Here is the MSQ file that we got off the microsquirt. If anyone could take a look and see if anything is obviously wrong, we'd appreciate that.

We also did some data logging tonight, here is one of our cranking attempts. We've also had it where we get one intermittent tach pulse and trigger, we are going to try to reproduce that tomorrow as well.

Thanks,

Kyle

We put the diode in place and it seemed to fix the problem, so hopefully we can get it running this afternoon.

With this diode in place, will the signal get messy at higher rpm? The engine will spin about 11,000 RPM

Thanks,

Kyle

It could move and it could hurt you, depending on which way the signal moves - up or down. On the other hand it could help by time compressing the signal so there is much less of a flat spot.

Kyle R wrote:We put the diode in place and it seemed to fix the problem, so hopefully we can get it running this afternoon.

With this diode in place, will the signal get messy at higher rpm?

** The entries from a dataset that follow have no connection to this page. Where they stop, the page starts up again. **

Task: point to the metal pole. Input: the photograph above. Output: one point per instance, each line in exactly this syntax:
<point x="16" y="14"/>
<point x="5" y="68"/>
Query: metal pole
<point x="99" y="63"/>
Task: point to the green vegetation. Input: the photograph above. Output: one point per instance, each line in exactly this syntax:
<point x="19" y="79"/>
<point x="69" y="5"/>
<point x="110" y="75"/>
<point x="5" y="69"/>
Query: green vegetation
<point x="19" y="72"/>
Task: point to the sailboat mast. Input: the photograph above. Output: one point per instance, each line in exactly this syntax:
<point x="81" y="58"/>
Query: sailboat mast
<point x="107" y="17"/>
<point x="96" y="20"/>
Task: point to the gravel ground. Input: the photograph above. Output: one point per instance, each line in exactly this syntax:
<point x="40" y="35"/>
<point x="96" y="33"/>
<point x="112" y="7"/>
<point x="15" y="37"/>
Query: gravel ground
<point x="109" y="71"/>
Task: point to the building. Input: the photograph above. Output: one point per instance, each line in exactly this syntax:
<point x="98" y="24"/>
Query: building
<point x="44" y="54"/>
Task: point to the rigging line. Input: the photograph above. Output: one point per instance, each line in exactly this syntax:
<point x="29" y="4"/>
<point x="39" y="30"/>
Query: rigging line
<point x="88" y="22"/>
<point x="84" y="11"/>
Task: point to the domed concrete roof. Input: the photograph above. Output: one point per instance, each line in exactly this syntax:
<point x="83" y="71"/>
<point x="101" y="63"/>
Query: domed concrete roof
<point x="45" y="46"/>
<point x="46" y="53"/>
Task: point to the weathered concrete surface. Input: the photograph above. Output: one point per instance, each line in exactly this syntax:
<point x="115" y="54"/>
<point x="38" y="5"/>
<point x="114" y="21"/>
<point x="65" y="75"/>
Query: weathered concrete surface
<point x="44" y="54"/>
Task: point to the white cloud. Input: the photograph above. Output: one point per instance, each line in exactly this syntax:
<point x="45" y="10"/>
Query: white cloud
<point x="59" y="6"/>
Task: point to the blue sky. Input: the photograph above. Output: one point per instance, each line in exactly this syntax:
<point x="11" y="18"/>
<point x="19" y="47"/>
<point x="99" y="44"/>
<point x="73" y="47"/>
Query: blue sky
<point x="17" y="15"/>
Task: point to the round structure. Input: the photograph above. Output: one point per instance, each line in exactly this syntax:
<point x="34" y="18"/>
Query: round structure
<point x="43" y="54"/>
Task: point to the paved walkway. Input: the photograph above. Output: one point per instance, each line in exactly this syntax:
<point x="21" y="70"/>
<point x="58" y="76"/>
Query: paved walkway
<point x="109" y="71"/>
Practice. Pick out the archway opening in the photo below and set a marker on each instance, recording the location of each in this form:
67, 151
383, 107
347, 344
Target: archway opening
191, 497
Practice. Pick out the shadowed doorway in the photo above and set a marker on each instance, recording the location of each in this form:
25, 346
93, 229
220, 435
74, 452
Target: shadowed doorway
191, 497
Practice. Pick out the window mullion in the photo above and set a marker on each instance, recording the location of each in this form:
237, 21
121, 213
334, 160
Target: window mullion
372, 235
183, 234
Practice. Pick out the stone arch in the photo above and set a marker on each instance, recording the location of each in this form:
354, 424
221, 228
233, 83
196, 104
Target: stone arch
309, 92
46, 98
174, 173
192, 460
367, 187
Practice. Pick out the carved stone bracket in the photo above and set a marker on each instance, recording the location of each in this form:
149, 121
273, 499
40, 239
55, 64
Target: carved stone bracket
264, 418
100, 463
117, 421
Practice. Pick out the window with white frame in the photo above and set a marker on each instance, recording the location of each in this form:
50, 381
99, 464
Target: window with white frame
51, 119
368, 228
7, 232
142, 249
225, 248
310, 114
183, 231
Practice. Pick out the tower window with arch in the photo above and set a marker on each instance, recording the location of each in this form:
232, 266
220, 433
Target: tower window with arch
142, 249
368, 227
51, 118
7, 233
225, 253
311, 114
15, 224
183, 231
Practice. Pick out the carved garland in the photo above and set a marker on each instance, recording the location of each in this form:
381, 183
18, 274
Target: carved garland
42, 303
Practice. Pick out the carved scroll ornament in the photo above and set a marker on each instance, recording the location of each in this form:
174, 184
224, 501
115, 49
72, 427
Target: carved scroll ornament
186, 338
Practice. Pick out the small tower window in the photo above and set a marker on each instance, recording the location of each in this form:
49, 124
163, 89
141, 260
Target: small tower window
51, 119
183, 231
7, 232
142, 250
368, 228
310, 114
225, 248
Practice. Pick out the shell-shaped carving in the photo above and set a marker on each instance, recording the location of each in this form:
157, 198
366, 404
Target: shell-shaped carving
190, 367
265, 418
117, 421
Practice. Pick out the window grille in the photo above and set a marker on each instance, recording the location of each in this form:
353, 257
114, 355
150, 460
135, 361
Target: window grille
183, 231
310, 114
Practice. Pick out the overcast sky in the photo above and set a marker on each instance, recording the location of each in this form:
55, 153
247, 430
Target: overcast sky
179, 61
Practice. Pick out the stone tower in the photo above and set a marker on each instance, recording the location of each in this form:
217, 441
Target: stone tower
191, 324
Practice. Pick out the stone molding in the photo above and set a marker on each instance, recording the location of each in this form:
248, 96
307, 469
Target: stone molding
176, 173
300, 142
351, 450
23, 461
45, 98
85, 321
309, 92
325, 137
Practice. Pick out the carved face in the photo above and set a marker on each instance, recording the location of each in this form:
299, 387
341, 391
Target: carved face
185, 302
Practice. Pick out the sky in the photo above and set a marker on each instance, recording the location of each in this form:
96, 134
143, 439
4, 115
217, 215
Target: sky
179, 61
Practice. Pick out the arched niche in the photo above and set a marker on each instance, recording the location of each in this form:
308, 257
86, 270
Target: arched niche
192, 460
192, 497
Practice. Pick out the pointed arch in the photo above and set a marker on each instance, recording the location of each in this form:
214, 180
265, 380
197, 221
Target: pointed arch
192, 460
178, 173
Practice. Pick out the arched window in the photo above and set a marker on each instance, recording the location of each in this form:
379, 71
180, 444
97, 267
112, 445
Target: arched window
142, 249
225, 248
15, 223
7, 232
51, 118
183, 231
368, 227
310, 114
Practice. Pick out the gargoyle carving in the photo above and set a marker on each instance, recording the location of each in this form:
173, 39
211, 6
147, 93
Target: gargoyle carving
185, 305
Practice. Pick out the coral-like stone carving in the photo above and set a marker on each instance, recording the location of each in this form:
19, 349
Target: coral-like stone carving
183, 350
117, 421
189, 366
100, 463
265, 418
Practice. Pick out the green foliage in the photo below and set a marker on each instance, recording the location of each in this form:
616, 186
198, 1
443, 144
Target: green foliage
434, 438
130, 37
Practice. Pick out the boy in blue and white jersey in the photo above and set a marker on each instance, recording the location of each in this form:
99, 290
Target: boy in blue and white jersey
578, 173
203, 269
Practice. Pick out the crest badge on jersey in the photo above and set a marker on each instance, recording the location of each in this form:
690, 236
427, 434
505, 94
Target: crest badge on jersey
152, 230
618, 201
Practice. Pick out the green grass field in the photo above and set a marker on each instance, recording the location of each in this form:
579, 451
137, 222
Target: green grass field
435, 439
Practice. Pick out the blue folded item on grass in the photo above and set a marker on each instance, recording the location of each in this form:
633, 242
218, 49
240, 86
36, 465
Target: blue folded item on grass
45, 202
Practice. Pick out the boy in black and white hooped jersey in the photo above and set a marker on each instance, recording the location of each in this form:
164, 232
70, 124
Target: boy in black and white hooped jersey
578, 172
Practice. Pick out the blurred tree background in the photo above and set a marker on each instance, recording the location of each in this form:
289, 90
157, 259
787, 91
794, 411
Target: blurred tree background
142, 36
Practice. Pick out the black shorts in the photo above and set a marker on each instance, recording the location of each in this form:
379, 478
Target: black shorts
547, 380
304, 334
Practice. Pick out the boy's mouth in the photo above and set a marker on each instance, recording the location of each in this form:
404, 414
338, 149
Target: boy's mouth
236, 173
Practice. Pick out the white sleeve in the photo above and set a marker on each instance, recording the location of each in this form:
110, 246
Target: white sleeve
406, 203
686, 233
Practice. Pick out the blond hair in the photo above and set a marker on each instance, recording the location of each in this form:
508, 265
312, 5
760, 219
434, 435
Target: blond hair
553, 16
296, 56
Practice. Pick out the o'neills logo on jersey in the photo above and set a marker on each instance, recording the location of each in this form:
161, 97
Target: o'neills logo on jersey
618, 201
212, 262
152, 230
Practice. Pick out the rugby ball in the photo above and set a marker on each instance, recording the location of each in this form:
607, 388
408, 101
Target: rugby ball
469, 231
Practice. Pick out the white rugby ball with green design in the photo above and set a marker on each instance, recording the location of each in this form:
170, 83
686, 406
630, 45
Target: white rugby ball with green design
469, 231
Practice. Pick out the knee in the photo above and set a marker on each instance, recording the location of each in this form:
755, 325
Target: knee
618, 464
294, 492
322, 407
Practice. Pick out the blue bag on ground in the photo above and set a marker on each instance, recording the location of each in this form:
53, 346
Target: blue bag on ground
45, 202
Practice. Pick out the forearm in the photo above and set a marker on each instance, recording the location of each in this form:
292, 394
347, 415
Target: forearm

The engine will spin about 11,000 RPM

Thanks,

Kyle

The diode addition should not affect high RPM operation, unless, like Al indicates, the flat spot jitter peaks expands into the offset region. I would suspect not, the 0.6V offset should be enough to keep you safe, but the final say is when you push to the 11K point...

- Bruce

A team of undergrads at UMaine has a similar problem. We have the same sled, a 2007 Yamaha Phazer, and can get spark from "Single Crank Wheel" and "Single Cam Wheel", but not "Rising Cam with tach" or "M-0 Wheel". We've added a diode in series with the VR+ line and tried up to three resistors on the VR2+ line. The addition of the resistors allowed tach signals to come through, but we still don't have spark when using the "M-0 Wheel" dual spark setting.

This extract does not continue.